Consider Gray TV (GTN), owner of several television stations, including many affiliates of CBS, ABC and NBC. As advertising budgets of America's corporations have been slashed, so too has Gray TV's revenue. But while revenue is down in the 10-20% range, the stock price is down some 75% from its 2007 level.
However, what's required for a cyclical company to qualify as a potential value play is its staying power. Unfortunately, whether Gray TV has the ability to stick around through this downturn is hard to say.
First of all, tv stations are not the oligopolies they once were. The big networks do not have the market power they had back when a "young" 49-year old Warren Buffett was scooping up ABC for its monopolistic characteristics.

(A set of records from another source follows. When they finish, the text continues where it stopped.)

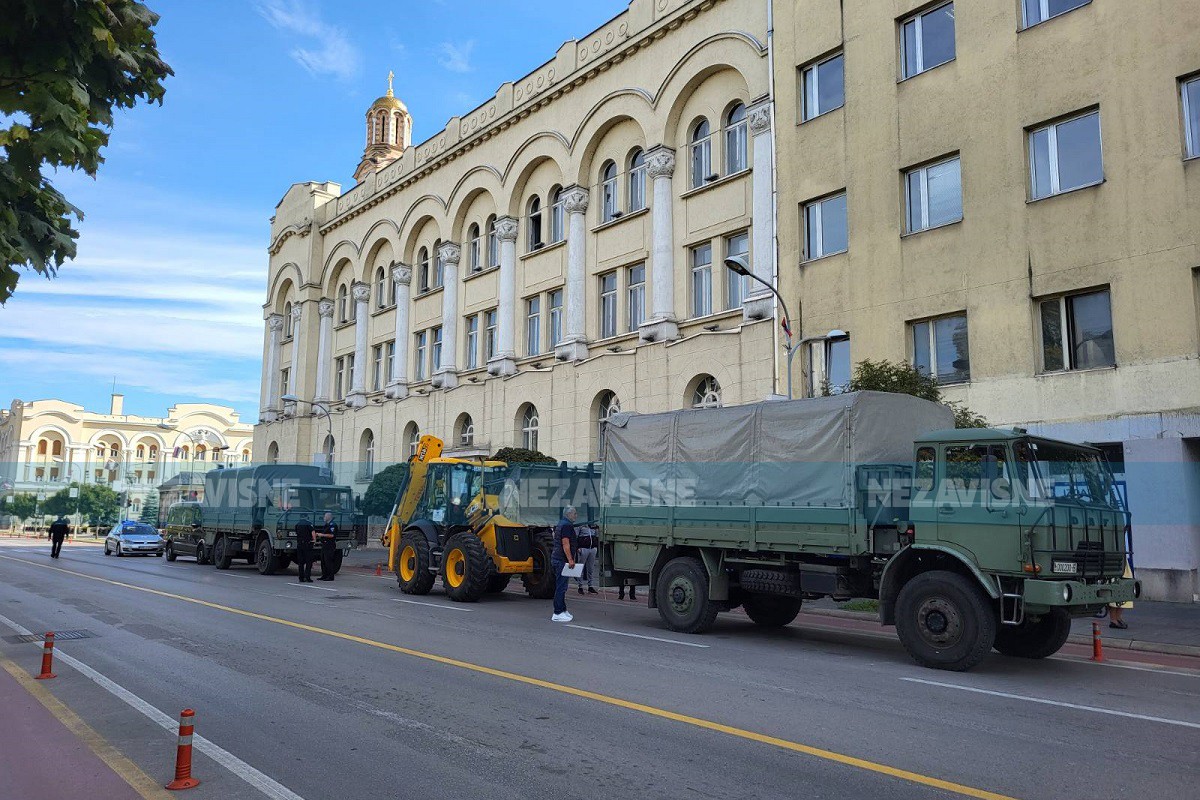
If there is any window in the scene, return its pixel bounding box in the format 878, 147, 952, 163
804, 192, 848, 261
1021, 0, 1092, 28
900, 2, 954, 78
1038, 289, 1117, 372
691, 120, 715, 188
725, 103, 750, 175
629, 149, 648, 213
1180, 77, 1200, 158
725, 233, 750, 308
550, 289, 563, 347
912, 314, 971, 384
413, 331, 428, 380
529, 194, 544, 252
526, 297, 541, 355
600, 161, 620, 222
691, 245, 713, 317
600, 272, 617, 339
800, 53, 846, 122
904, 156, 962, 233
625, 264, 646, 331
550, 186, 566, 245
467, 314, 479, 369
1030, 112, 1104, 200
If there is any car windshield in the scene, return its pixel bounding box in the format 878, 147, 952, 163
1014, 440, 1121, 507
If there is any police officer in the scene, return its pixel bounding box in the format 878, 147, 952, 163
295, 517, 316, 583
317, 511, 337, 581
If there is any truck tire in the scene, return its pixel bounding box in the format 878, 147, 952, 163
442, 533, 492, 603
742, 595, 804, 627
996, 608, 1070, 658
396, 530, 437, 595
212, 536, 233, 570
896, 570, 996, 672
654, 557, 720, 633
254, 536, 280, 575
521, 530, 554, 600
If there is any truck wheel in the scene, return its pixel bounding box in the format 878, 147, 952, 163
654, 557, 720, 633
896, 570, 996, 672
521, 530, 554, 600
254, 536, 280, 575
742, 595, 804, 627
396, 530, 436, 595
996, 608, 1070, 658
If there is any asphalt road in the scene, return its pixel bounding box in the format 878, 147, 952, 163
0, 545, 1200, 800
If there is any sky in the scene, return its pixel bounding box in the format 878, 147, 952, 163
0, 0, 628, 422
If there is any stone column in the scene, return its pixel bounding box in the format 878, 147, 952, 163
430, 241, 462, 389
346, 283, 371, 408
388, 261, 413, 399
262, 314, 283, 422
554, 186, 589, 361
312, 297, 334, 403
479, 217, 517, 375
744, 103, 772, 324
638, 145, 679, 342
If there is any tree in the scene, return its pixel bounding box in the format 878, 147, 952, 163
850, 359, 988, 428
0, 0, 174, 305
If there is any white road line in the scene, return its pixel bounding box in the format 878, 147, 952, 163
0, 614, 304, 800
900, 678, 1200, 729
566, 625, 713, 649
391, 597, 475, 614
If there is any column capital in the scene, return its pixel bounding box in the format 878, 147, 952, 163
646, 144, 676, 179
496, 217, 518, 241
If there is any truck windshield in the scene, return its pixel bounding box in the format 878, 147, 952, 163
1014, 440, 1121, 507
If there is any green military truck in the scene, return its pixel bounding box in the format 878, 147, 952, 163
200, 464, 365, 575
601, 392, 1140, 670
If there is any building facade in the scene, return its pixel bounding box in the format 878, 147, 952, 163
254, 0, 774, 474
0, 395, 253, 517
774, 0, 1200, 601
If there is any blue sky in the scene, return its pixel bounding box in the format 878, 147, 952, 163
0, 0, 628, 422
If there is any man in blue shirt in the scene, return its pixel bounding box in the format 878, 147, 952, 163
550, 506, 578, 622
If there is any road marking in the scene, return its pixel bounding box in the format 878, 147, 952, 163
0, 652, 170, 800
0, 555, 1015, 800
900, 678, 1200, 729
566, 625, 713, 648
391, 597, 475, 614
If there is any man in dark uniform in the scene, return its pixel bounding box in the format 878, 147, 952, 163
317, 511, 337, 581
295, 517, 313, 583
50, 515, 71, 559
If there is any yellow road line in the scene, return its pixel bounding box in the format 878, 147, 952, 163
0, 655, 170, 800
0, 555, 1015, 800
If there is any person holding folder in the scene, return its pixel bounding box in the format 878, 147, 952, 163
550, 506, 578, 622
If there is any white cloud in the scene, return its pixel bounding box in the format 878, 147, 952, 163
257, 0, 362, 80
438, 40, 475, 72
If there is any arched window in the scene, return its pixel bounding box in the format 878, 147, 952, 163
629, 149, 646, 213
725, 103, 750, 175
528, 194, 545, 251
691, 120, 714, 188
691, 375, 721, 408
550, 186, 566, 245
521, 403, 540, 450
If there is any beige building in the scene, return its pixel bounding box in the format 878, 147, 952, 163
774, 0, 1200, 600
0, 395, 253, 517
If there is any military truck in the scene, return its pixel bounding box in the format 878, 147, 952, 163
601, 392, 1141, 670
200, 464, 366, 575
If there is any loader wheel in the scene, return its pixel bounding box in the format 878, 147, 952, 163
654, 557, 720, 633
996, 608, 1070, 658
442, 534, 492, 603
521, 530, 554, 600
396, 531, 437, 595
742, 595, 804, 627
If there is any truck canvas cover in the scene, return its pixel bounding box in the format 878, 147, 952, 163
601, 392, 954, 507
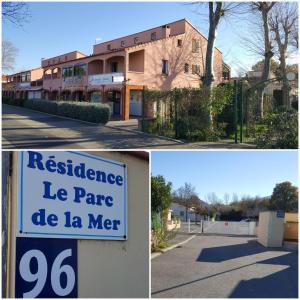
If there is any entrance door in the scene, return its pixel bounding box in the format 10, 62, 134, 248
107, 91, 121, 115
129, 90, 142, 116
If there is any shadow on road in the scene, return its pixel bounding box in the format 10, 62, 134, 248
229, 252, 298, 298
197, 240, 269, 262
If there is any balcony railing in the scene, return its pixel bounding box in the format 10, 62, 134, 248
88, 72, 124, 85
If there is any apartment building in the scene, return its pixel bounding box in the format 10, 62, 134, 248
2, 67, 43, 99
2, 19, 230, 120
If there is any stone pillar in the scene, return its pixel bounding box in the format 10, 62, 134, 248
122, 84, 130, 121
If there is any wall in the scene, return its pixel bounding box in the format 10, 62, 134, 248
203, 221, 255, 235
258, 211, 284, 247
126, 23, 222, 90
5, 152, 149, 298
93, 20, 185, 54
284, 213, 298, 241
30, 68, 43, 81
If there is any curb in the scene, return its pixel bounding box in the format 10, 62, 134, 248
151, 234, 197, 260
3, 103, 185, 144
103, 125, 185, 144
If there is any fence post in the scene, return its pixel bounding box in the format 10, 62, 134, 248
240, 81, 244, 143
234, 80, 238, 144
175, 96, 178, 139
141, 86, 145, 132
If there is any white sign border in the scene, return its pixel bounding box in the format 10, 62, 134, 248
16, 150, 128, 241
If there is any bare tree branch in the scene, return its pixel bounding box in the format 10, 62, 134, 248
2, 2, 31, 27
2, 40, 18, 72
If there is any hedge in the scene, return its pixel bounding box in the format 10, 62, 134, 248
2, 97, 25, 106
3, 98, 111, 124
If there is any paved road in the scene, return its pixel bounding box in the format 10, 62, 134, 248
2, 105, 183, 149
168, 222, 201, 246
151, 235, 298, 298
2, 104, 255, 149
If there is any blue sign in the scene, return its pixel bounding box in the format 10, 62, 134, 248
15, 237, 78, 298
17, 151, 127, 240
277, 210, 284, 219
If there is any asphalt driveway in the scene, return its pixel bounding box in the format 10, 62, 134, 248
2, 105, 180, 149
2, 104, 254, 149
151, 235, 298, 298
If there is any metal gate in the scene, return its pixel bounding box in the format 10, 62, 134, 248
202, 221, 256, 235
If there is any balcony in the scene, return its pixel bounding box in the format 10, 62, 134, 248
88, 72, 124, 86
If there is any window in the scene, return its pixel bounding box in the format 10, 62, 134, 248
62, 67, 73, 77
74, 64, 86, 76
111, 61, 118, 73
162, 59, 169, 75
192, 65, 200, 75
192, 39, 200, 53
184, 64, 189, 73
151, 32, 156, 41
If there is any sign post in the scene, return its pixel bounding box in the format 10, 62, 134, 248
17, 151, 127, 240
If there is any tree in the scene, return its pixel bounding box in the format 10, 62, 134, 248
151, 175, 172, 213
251, 58, 279, 76
250, 2, 276, 117
2, 40, 18, 72
270, 181, 298, 212
174, 182, 199, 221
2, 2, 30, 26
269, 2, 298, 109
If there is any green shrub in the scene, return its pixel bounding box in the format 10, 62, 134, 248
2, 97, 26, 106
24, 100, 57, 114
25, 100, 110, 124
255, 109, 298, 149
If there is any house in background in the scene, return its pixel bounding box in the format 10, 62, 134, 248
2, 68, 43, 99
246, 71, 298, 109
170, 202, 204, 222
5, 19, 230, 120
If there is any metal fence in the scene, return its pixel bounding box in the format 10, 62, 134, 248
202, 221, 256, 235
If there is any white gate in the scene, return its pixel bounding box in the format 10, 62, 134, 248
202, 221, 256, 235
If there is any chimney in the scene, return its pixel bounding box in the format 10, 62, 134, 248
161, 25, 171, 39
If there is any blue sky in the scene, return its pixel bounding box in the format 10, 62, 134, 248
151, 151, 298, 200
3, 2, 270, 75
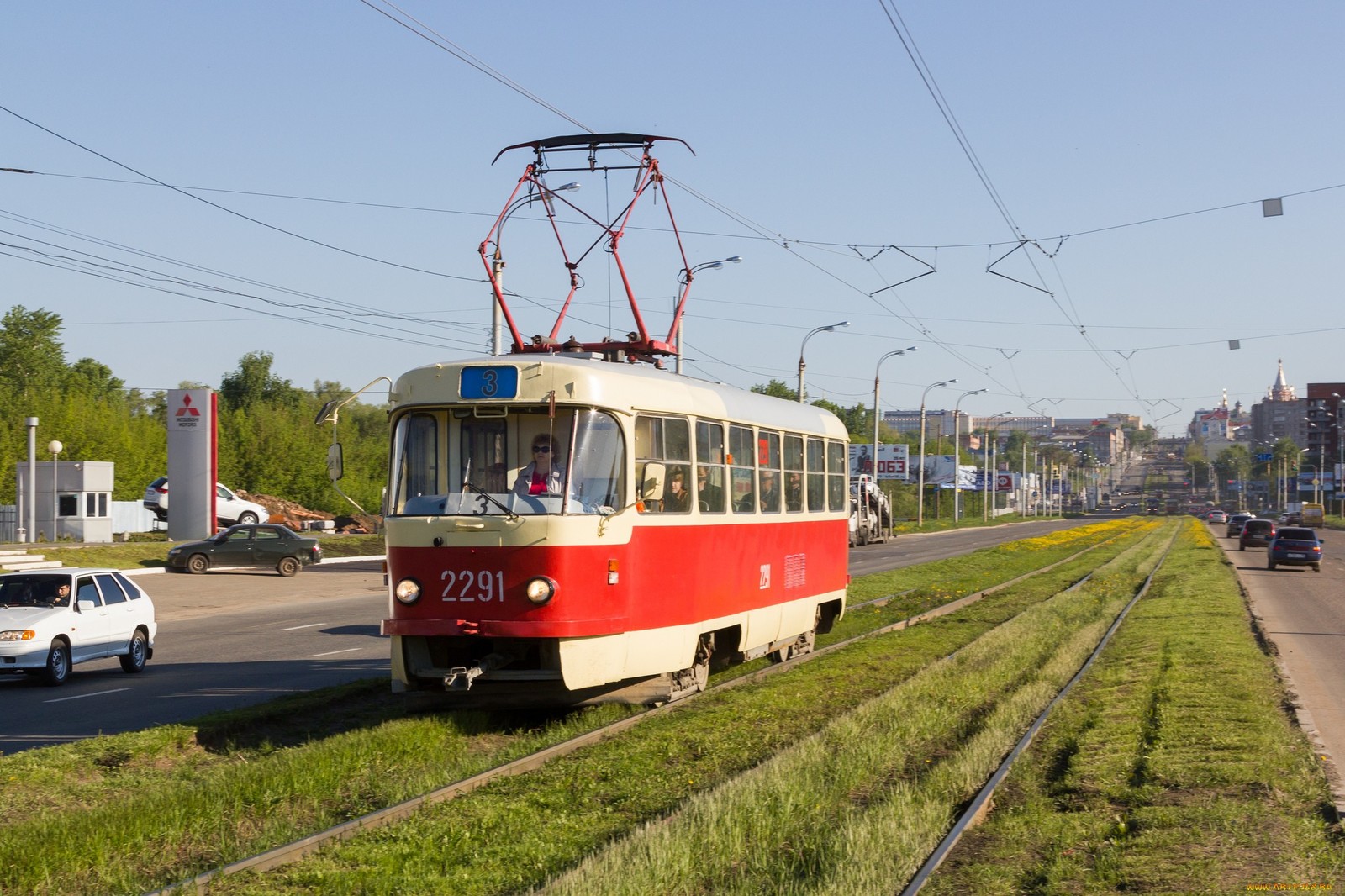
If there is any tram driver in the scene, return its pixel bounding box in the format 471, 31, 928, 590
514, 432, 561, 498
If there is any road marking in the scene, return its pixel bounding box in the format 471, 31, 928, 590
308, 647, 363, 659
42, 688, 130, 704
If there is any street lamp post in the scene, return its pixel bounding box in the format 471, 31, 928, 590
980, 410, 1011, 522
873, 345, 916, 482
939, 389, 984, 524
799, 320, 850, 403
916, 379, 957, 527
672, 256, 742, 374
47, 439, 65, 544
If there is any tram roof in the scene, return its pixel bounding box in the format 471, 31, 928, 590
392, 354, 847, 439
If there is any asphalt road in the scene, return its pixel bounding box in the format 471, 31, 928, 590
0, 519, 1113, 753
1212, 516, 1345, 813
0, 561, 388, 753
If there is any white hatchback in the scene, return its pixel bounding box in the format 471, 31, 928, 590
0, 569, 159, 685
143, 477, 271, 526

Today's advertisers have a variety of choice, as specialty channels have grown to steal share from the incumbents, and advertisers seek mediums which allow them to better target their customers (i.e. the internet). Therefore, even when marketing budgets return to normal, advertisers are not assured to return in droves to these particular channels.
Secondly, and perhaps more importantly, Gray TV has managed to cut costs to generate operating income, but it is still not profitable due to its high debt load. The company's debt to equity ratio is around 80%, which is generally a ratio only the most monopolistic of companies can maintain.
A monopolistic debt/equity ratio combined with a competitive (i.e. non-monopolistic) market for this company results in an investment opportunity with high downside risk. If things go well, the company may very well recover and pay off its debts. But who wants to make an even bet like that? Value investors want the upside potential without the downside risks.